INTEGRATED PLASMA CONTROL FOR ADVANCED TOKAMAKS
OAK-B135 Advanced tokamaks (AT) are distinguished from conventional tokamaks by their high degree of shaping, achievement of profiles optimized for high confinement and stability characteristics, and active stabilization of MHD instabilities to attain high values of normalized beta and confinement. These high performance fusion devices thus require accurate regulation of the plasma boundary, internal profiles, pumping, fueling, and heating, as well as simultaneous and well-coordinated MHD control action to stabilize such instabilities as tearing modes and resistive wall modes. Satisfying the simultaneous demands on control accuracy, reliability, and performance for all of these subsystems requires a high degree of integration in both design and operation of the plasma control system in an advanced tokamak. The present work describes the approach, benefits, and progress made in integrated plasma control with application examples drawn from the DIII-D tokamak.
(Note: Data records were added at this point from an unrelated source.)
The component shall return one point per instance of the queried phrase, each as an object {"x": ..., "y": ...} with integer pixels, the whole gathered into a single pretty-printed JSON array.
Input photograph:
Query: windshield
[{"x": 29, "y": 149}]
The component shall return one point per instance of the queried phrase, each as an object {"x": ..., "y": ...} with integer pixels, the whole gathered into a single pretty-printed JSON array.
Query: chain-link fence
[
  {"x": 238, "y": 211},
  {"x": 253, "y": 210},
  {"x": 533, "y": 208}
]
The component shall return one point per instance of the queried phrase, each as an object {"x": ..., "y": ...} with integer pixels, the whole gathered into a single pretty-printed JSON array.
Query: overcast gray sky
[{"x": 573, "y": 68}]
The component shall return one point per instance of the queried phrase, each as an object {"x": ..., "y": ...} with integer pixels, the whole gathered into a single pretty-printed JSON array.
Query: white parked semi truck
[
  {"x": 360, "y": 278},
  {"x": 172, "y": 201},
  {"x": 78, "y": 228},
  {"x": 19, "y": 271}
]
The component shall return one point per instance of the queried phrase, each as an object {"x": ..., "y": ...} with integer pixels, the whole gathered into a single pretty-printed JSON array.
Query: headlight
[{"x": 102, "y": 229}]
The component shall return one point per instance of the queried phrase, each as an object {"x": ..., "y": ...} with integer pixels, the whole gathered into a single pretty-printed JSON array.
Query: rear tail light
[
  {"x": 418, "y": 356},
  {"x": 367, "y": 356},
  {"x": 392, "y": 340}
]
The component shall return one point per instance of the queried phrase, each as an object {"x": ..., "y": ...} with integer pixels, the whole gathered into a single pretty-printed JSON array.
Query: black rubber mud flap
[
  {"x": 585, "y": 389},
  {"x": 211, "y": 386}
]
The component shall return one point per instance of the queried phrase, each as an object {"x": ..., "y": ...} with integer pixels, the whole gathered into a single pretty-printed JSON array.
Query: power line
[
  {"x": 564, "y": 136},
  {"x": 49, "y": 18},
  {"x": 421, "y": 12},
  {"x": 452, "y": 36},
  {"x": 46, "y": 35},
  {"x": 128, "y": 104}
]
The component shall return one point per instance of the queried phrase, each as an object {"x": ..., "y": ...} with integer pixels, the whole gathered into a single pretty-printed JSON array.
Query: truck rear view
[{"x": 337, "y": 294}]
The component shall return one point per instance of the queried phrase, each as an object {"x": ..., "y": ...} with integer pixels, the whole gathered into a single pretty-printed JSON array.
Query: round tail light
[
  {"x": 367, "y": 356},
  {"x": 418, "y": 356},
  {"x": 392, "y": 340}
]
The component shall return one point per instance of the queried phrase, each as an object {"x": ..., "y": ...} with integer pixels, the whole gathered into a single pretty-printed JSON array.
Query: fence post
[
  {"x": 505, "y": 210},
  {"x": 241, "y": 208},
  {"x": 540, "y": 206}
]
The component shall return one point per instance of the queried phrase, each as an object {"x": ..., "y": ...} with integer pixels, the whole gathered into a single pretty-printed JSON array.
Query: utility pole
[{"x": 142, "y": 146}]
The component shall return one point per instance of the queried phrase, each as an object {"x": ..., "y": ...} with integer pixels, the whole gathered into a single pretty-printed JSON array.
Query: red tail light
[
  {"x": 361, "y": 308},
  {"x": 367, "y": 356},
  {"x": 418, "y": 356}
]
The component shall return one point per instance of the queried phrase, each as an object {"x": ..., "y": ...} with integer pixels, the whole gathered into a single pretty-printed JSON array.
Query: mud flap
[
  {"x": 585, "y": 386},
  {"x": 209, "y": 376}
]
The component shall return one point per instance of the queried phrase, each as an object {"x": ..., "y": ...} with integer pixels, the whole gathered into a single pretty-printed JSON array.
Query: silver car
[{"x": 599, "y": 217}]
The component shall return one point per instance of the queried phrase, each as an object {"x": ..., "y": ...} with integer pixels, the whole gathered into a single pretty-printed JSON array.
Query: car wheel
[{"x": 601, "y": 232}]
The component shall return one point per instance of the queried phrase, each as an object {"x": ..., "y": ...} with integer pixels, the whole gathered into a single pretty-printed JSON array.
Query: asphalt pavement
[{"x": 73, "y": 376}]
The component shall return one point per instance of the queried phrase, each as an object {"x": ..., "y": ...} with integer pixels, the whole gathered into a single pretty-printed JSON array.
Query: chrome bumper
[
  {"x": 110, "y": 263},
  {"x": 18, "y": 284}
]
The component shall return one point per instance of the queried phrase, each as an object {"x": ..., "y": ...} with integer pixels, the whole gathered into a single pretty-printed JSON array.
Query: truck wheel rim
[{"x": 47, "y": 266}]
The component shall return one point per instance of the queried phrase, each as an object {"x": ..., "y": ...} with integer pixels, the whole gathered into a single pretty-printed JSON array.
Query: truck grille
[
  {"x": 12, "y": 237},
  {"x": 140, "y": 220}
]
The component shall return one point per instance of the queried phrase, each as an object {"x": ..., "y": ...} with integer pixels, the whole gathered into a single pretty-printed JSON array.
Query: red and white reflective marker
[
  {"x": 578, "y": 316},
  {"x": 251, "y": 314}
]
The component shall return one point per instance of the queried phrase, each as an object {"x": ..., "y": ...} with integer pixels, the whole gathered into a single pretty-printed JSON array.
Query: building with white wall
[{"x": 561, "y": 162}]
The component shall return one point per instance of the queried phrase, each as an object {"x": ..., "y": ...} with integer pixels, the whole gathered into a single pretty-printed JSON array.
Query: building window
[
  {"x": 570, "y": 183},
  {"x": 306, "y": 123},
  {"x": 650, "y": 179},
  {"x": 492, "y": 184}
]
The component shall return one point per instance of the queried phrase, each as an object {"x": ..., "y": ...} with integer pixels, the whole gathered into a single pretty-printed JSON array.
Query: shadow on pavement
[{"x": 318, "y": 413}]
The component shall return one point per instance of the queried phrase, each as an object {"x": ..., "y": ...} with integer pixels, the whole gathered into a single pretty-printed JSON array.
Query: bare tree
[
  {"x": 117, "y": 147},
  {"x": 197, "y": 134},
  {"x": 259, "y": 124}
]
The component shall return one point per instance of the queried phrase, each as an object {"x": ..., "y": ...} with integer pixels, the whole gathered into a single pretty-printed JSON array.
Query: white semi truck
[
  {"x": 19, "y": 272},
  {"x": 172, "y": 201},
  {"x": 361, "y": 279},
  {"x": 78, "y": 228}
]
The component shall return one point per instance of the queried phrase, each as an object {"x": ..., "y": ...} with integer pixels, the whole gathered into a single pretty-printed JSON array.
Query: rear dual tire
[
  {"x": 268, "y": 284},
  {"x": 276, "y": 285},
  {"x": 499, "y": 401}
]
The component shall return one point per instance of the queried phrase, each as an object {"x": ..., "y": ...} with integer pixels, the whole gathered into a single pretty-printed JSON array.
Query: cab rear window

The approach includes construction of plasma and system response models, validation of models against operating experiments, design of integrated controllers which operate in concert with one another as well as with supervisory modules, simulation of control action against off-line and actual machine control platforms, and iteration of the design-test loop to optimize performance.
- Research Organization:
- General Atomics, San Diego, CA (United States)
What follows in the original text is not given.